Hengameh Ghaziani, who has appeared in films such as Parviz Sheikh Tadi’s day of life (2012) and by Reza Mirkarimi Simple as that (2008), and Katayoun Riahi, who won the best actress award at the 2002 Cairo Film Festival for Fereydoun Jeyrani’s film. The Last Supperwas detained after posting “provocative” social media posts, Iran’s state news agency IRNA reported.

The latest arrests come amid nationwide protests in Iran that have erupted following the death of 22-year-old Mahsa Amini, who was arrested by the country’s ethics police for allegedly not wearing a helmet. head scarf properly. Authorities have violently cracked down on protests that they say have been incited by Western governments hostile to Tehran.

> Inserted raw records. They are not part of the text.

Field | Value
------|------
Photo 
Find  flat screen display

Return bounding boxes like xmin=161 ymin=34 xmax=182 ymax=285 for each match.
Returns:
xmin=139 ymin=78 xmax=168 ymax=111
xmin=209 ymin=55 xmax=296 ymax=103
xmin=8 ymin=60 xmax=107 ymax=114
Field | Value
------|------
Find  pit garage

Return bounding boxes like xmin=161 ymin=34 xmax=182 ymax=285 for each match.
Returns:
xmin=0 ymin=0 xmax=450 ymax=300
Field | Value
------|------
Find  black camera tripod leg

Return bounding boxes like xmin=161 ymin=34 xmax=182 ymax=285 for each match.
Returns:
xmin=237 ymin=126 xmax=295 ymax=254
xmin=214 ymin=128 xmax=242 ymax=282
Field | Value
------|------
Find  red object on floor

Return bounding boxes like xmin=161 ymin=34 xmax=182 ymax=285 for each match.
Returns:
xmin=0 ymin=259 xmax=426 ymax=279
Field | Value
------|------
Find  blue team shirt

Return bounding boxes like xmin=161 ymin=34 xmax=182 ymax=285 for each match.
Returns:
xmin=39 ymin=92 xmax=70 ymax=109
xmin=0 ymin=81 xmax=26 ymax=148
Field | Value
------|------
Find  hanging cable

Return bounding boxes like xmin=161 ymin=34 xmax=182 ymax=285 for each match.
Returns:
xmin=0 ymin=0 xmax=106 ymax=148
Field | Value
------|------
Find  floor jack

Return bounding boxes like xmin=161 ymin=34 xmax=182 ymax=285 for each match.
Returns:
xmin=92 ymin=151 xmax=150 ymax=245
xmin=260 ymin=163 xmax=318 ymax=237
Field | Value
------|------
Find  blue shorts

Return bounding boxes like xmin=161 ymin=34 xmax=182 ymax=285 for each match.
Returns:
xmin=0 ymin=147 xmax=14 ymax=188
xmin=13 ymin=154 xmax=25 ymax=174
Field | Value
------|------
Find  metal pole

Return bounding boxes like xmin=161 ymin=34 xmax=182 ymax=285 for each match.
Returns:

Ghaziani on Saturday posted a video of her on Instagram in which she removes her hijab, a symbol of Iran’s many religious authorities and persecution. “Perhaps this will be my last post,” she wrote. “From this moment on, whatever happens to me, know that as always, I will be with the Iranian people until my last breath.”

In the accompanying video, Ghaziani, not wearing a headscarf, turns to face the camera and without saying a word, turns around and ties her hair into a ponytail.

She has been outspoken online, last week uploading a post calling the Iranian government “child killers” for “killing” more than 50 children. The state crackdown on protesters has resulted in the deaths of at least 378 people, including 47 children, according to figures from the Iranian Human Rights group. At least six protesters were sentenced to death for participating in demonstrations. Amnesty International reports that at least 21 people have been charged with crimes that could lead to the death penalty.

Iranian state media said Ghaziani was arrested for inciting and supporting “riots” – the government’s term for street protests – and for communicating with opposition media.

Riahi was arrested after giving an interview without a hijab on Iran International TV, a London-based channel that harshly criticizes the Tehran regime. Riahi also expressed solidarity with the protesters on the street.

These high-profile arrests follow a wave of protests against the resignation of some of Iran’s most popular TV presenters and hosts. Farhad Fakhrbakhsh, Kimia Gilani and Davoud Abedi – all familiar faces on Iranian television – have resigned in recent days, citing the protests.

Iran’s crackdown on protesters is likely to be in the spotlight later today when the Iran national football team takes the field at the 2022 World Cup in Qatar for its opening match against England. Before the game, Iran’s captain, Ehsan Hajsafi, said his country’s players “support” those killed in the protests. “We have to accept that the conditions in our country are not suitable and our people are not happy,” he said.

During the preparations for the tournament, there were calls for Iran to be disqualified as campaigners pointed out the country’s human rights record, its treatment of women and alleged military support for Iran. Russia’s invasion of Ukraine.